1/1.39^2=.264/3.71 * y2/y1

y2=3.71/(.264*1.39^2) * y1

check my math

To solve this problem, we first need to find the maximum height, y2, in terms of y1.

The maximum height reached by the object can be determined using the conservation of mechanical energy principle. At the maximum height, all the initial kinetic energy of the object will be converted into potential energy.
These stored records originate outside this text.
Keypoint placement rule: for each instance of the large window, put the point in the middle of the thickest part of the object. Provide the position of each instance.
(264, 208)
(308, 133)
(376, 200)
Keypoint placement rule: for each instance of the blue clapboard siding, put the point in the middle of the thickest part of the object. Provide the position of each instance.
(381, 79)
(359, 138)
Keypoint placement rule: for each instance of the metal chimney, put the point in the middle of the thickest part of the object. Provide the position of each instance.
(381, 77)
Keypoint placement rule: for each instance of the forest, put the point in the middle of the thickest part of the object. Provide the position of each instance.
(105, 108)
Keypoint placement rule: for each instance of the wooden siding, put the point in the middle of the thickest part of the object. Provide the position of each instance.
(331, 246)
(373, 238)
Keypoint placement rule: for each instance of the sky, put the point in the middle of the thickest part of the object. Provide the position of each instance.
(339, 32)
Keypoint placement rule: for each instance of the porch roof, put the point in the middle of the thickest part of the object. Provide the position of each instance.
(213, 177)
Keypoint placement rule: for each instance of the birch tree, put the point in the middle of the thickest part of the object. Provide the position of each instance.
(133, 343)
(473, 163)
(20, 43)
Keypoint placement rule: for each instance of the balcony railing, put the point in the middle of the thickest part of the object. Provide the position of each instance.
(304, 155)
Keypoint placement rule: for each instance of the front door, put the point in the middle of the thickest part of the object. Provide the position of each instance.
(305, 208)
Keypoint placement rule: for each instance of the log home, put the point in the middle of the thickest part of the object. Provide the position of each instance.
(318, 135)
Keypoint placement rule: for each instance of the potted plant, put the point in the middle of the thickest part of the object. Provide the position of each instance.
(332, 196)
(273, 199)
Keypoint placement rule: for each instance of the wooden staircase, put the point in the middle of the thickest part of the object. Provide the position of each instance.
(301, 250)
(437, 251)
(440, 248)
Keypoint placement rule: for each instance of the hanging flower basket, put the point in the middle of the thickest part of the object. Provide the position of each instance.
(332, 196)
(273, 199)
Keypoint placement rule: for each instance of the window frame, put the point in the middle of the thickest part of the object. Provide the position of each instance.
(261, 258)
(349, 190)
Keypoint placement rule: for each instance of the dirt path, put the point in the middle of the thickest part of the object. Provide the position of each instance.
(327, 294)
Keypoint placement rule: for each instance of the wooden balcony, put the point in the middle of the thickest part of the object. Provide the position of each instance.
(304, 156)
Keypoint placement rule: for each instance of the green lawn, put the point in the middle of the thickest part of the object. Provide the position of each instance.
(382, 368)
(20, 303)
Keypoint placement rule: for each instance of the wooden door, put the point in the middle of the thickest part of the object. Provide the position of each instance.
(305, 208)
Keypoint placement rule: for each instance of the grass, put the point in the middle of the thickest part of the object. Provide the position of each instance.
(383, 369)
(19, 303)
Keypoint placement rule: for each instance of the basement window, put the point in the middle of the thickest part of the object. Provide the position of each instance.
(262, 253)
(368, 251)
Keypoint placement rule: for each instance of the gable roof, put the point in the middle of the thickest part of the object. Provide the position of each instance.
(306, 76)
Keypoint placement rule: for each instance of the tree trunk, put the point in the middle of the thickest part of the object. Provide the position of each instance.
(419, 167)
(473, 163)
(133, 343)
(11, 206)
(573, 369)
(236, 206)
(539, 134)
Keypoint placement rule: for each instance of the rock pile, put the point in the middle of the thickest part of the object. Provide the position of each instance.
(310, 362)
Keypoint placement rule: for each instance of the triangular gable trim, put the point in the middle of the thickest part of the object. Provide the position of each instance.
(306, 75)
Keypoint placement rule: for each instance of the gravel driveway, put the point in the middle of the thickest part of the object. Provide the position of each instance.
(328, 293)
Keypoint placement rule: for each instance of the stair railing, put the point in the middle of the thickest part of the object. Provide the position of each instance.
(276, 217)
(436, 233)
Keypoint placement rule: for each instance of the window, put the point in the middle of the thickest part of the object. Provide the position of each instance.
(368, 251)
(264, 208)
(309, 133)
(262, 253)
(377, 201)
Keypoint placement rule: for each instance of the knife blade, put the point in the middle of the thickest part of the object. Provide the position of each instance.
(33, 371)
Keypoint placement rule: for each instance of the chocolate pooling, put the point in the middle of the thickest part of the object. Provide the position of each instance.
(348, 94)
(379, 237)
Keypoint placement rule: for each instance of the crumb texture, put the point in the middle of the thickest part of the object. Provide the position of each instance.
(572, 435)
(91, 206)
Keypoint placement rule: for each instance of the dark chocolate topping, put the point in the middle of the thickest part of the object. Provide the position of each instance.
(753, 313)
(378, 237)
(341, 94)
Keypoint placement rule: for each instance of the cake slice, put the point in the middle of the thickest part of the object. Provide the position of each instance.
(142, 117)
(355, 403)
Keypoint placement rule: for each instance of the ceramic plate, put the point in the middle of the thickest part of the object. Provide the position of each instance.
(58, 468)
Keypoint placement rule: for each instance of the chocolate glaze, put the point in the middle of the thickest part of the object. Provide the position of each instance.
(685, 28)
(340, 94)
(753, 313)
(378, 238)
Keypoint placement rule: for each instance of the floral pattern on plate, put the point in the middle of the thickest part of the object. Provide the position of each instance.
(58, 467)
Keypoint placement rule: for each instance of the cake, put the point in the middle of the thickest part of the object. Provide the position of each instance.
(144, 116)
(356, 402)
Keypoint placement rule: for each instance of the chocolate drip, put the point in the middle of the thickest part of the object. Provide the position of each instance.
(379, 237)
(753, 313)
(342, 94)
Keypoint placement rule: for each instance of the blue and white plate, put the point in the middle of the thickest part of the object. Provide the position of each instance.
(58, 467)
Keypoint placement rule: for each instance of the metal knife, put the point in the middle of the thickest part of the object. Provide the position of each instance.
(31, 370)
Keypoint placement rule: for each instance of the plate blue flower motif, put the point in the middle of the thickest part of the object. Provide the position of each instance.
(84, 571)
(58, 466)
Let's calculate the initial kinetic energy (KE1) and potential energy (PE1) of the object on Mars:

KE1 = (1/2) * mass * velocity^2
= (1/2) * 2.83 kg * (v1)^2
= 1.415 * (v1)^2

PE1 = mass * gravity * height
= 2.83 kg * 3.71 m/s^2 * y1
= 10.5293 * y1

According to the conservation of mechanical energy, KE1 + PE1 = PE2, where PE2 is the potential energy at the maximum height on Rhea.

Now, let's calculate the potential energy on Rhea (PE2):

PE2 = mass * gravity * height
= 2.83 kg * 0.264 m/s^2 * y2
= 0.75432 * y2

Setting PE2 equal to KE1 + PE1, we have:

0.75432 * y2 = 1.415 * (v1)^2 + 10.5293 * y1

Dividing both sides of the equation by y1, we get:

(0.75432/y1) * y2 = 1.415 * (v1)^2/y1 + 10.5293

Simplifying further, we have:

0.75432 * (y2/y1) = 1.415 * (v1)^2/y1 + 10.5293

Rearranging the equation, we find:

y2/y1 = (1.415 * (v1)^2/y1 + 10.5293) / 0.75432

Therefore, the maximum height, y2, is equal to (1.415 * (v1)^2/y1 + 10.5293) / 0.75432 times y1.

So, the answer to the question is:

y2 = (1.415 * (v1)^2/y1 + 10.5293) / 0.75432 * y1.